How the three layers map to the questions you ask
| Question | Layer |
|---|---|
| "Exactly which points breached, and by how much?" | Violation |
| "Is something wrong right now that I should act on, and what does it affect?" | Alert |
| "What is the overall problem, across everything that's firing?" | Incident |
Operational time ranges
Lumetry's operational views support relative ranges such as the last 30 minutes, 1 hour, 2 hours, 6 hours, 24 hours, 3 days, and 7 days, plus custom absolute ranges. Relative ranges are evaluated from the current time each time the view is loaded or refreshed. Custom ranges stay fixed until you edit them.
The overview uses the selected range for activity and recent-history charts, while open alert and open incident counts represent currently open work rather than only records that started inside the selected range.
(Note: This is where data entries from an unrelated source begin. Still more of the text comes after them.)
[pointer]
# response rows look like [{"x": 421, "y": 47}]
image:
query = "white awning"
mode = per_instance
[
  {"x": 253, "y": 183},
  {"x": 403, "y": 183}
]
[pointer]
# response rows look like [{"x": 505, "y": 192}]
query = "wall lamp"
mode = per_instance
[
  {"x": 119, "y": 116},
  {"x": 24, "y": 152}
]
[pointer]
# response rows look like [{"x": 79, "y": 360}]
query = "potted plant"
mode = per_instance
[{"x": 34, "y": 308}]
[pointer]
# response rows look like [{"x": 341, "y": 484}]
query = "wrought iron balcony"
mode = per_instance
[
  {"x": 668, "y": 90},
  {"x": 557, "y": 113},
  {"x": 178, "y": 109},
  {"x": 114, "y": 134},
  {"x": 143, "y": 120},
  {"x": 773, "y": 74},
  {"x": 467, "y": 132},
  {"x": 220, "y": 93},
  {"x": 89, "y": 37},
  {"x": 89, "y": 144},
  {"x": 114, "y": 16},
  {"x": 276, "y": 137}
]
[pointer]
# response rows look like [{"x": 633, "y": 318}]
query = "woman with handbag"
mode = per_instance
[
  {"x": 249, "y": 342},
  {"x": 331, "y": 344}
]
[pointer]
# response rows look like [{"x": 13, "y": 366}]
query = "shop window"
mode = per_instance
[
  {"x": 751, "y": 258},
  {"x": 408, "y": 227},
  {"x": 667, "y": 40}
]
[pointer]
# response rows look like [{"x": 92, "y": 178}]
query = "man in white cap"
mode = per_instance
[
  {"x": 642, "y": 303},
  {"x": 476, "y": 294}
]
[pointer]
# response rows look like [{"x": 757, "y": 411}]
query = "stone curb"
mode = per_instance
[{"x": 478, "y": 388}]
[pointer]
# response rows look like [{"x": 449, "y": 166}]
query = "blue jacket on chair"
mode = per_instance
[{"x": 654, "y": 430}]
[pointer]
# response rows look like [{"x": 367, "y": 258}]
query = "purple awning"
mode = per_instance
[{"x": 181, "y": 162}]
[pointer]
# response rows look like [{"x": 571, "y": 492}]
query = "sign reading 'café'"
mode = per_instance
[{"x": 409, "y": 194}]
Incident windows ≠ incidents
A separate concept, the incident window, is an operator-declared period of known abnormality (a maintenance window, a past outage) used to exclude that period from baseline learning so dynamic thresholds aren't poisoned by it. Despite the name it is not part of the operational incident model above — it is a baseline-hygiene tool. See Dynamic Thresholds & Baselines.
This is distinct from an operational maintenance window, which suppresses incident generation and notifications for active alerts during planned work.